Conclusion and future direction

This review summarised the current knowledge regarding the role of exosomes in CVD and DHD. Exosomes originating from cardiovascular cells provide a means for cell to cell communication by transferring miRNA, protein and cytokine cargos. Alterations in the exosomal cargo sorting in the host cells determine the physiological or pathological responses in the recipient cells. There are still some challenges that need to be overcome before its translation into routine clinical practice. For instance, multiple studies have demonstrated the potential therapeutic effects and biomarker capabilities of exosomal miRNAs. However, only a few have looked into the pathophysiological role of miRNA cargos in the DHD [23, 110, 174, 175]. While these studies provided evidence for the possible involvement of multiple miRNAs within the exosome cargos in the protective/destructive effects exhibited by the exosomes on their recipient cells [32, 175], they are only a fraction of the associated miRNAs with diabetes [8,9,10, 17, 176]. Additionally, most of these studies were either assessing individual disease conditions or had yet to delve into the complex molecular pathways affected by exosomal miRNA cargos [31, 33, 99, 110]. Therefore, further comprehensive analysis is essential in determining the full potential of exosomes as biomarkers and therapeutics for DHD.
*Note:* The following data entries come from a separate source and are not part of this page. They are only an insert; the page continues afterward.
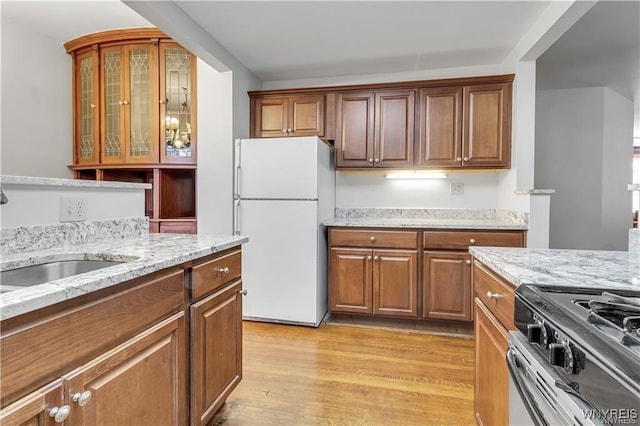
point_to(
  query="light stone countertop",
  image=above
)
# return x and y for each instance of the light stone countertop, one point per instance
(430, 218)
(142, 256)
(572, 268)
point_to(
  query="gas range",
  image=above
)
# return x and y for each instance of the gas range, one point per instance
(586, 346)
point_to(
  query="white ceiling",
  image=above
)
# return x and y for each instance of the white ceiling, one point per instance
(303, 39)
(293, 40)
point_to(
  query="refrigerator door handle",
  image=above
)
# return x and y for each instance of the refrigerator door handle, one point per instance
(236, 180)
(236, 209)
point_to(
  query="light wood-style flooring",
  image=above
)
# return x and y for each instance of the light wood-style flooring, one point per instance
(348, 375)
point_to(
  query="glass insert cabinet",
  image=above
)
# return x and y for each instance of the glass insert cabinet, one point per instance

Another caveat of the studies using exosomes is the lack of standardised isolation protocols for exosomes. This is primarily due to the requirement of a specific size range of exosomes. Due to the vast difference in the isolation procedures, different studies alternate between naming the vesicles as either exosome, extracellular vesicles or microvesicles. Although exosomes can be identified due to the expression of specific surface markers, studies have shown that these can be altered in response to diabetes or other associated comorbidities. Therefore, establishing a standardised protocol for isolating exosomes from tissues, cells and body fluids is crucial before translating these findings to the clinic.